1988, la prima volta.

Ventotto anni e un lavoro in casa editrice. L’emozione era quella di quando pensi che un giorno potrai dire “io c’ero” ma non avevo avuto abbastanza faccia tosta per portare a casa qualche souvenir che sarebbe diventato storico, come la valigetta in plastica trasparente o la felpa dei volontari ( i mitici “felpini” ) con il logo verdeblu. Nelle pause di lavoro allo stand compravo compulsivamente di tutto, anche quello che non avrei mai letto. Pagamento in contanti, il Pos non lo avevano nemmeno i grandi editori.

Alla terza edizione ci ho portato laMarghe. Faceva parte della mia idea di educazione: se a una bambina di due  anni e mezzo fai capire che cosa sono i libri, forse da grande non si droga. O forse si droga lo stesso, ma sapendo chi è Proust. Il passeggino Chicco era comodo per trasportare gli acquisti e il catalogo. La nostra foto allo stand Einaudi – con gli orecchini in puro stile anni 80 e Marghe un po’ irrequieta – è della mitica Peppa Anaclerio (gli Einaudiani sanno chi era). E visto che non c’erano gli smartphone mi sto ancora chiedendo perché cavolo avessi portato la macchina fotografica!

Quando la creatura è stata in grado di camminare abbiamo istituito la tradizionale visita del venerdì con il passaggio allo stand di Geronimo Stilton e la merenda con qualche schifezza dei bar. Poi il sabato e la domenica stava con papà: è stata una regola non scritta della separazione e nemmeno per questo è caduta vittima della droga. Né io dei sensi di colpa.
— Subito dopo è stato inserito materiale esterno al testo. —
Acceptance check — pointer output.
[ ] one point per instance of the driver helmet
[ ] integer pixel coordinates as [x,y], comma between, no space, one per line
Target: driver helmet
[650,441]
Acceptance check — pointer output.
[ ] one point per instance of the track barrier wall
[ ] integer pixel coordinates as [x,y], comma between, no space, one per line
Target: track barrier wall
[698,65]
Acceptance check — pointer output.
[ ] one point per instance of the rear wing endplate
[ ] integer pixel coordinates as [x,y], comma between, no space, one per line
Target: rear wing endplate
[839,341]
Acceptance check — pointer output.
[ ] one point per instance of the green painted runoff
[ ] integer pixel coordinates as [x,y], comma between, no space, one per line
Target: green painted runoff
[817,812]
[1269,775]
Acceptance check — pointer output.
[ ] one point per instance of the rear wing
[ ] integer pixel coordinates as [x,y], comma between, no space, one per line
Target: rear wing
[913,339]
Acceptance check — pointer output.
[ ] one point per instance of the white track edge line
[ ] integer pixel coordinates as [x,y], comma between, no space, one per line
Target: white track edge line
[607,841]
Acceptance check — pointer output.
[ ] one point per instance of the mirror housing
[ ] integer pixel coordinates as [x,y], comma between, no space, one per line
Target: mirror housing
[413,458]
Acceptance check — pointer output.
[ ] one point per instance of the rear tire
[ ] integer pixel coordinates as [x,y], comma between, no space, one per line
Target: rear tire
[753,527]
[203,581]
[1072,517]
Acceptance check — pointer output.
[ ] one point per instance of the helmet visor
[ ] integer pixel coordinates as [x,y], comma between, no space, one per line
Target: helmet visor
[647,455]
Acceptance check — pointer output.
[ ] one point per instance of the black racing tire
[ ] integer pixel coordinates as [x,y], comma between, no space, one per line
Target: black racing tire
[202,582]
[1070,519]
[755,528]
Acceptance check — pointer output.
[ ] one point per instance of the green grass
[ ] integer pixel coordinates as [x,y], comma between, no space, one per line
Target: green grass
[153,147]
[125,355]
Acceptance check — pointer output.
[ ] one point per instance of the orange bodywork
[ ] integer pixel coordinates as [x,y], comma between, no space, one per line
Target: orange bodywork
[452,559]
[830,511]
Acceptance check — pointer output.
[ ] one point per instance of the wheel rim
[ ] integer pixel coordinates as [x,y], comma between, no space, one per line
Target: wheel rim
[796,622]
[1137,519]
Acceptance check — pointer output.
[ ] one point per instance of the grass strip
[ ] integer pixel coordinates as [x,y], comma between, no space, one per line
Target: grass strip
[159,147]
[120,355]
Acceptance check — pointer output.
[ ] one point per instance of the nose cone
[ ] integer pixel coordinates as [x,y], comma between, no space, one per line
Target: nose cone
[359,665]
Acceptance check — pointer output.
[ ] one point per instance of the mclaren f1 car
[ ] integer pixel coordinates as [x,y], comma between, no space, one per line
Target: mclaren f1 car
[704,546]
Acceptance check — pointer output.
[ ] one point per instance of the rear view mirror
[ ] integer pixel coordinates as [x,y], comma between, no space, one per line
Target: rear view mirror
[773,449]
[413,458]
Al giro serale con le amiche ( le sodali lettrici Susanna, Luisa, Patrizia, Daniela!) erano riservati gli imprescindibili Adelphi, Feltrinelli, Einaudi, Neri Pozza, Marsilio ,…Sempre negli stessi padiglioni, agli stessi incroci di corridoi. Alle presentazioni si andava in ordine sparso, cercando di incastrare gli orari, esattamente come oggi ma senza app, solo il programma cartaceo da farci i circoletti a matita. La spesa veniva risolta il  giovedì mattina e fino alla domenica sera si mangiava quel che c’era. Per anni una collega mi ha fatto avere il pass professionale che continuava per errore ad arrivare a mio nome  in casa editrice anche se non ci lavoravo più da un pezzo. Non finirò mai di ringraziarla per tutti i biglietti che mi ha fatto risparmiare (per inciso e onestà: anche chi aveva preso il mio posto riceveva regolarmente il pass). E anche per la goduria di entrare e uscire quante volte volevo in un giorno.

2017, la trentesima volta. 

Cinquantasette anni. La bambina ne compie trenta e io presento il mio libro Giro vita a #SalTo30.

Domenica 21 Maggio, ore 18,00 padiglione 3 stand S2/T3 Editori del Piemonte (tra la RAI e i bagni). Avete preso nota? Comunque il libro si può acquistare a questo stesso stand anche tutti gli altri giorni, a tutte le ore.

In tutti questi anni il Salone mi ha vista diventare Madama, di fatto e di blog. L’emozione si taglia con il coltello: chissà se i capelli resteranno in ordine, se il trucco reggerà nonostante il caldo dei padiglioni e se non mi si incrinerà la voce proprio mentre attaccherò a leggere “ c’è un momento della vita in cui una donna capisce di avere davanti a sé infinite possibilità… “

Eccola qui, una delle infinite possibilità, care le mie #madamemetropolitane. 

 

BONUS TRACK: laMarghe nel passeggino Chicco modello “SalTo” mentre controlla un catalogo EDT.

2 Commenti

  • Gabriella ha detto:

    Vai tranquilla, sarà tutto perfetto! anche quel filo di voce incrinata se ci sarà (CHE ci sarà, ed è naturalissimo e bellissimo che ci sia, l’emozione è più che giustificata). Mi spiace di non poterci essere anch’io, ma ti aspetto a Milano.
    Un grandissimo in bocca al lupo! (senza che crepi, poverino…)

    • admin ha detto:

      a scanso di problemi sto già facendo le prove davanti allo specchio del bagno. Grazie del sostegno. Ho delle lettrici meravigliose!!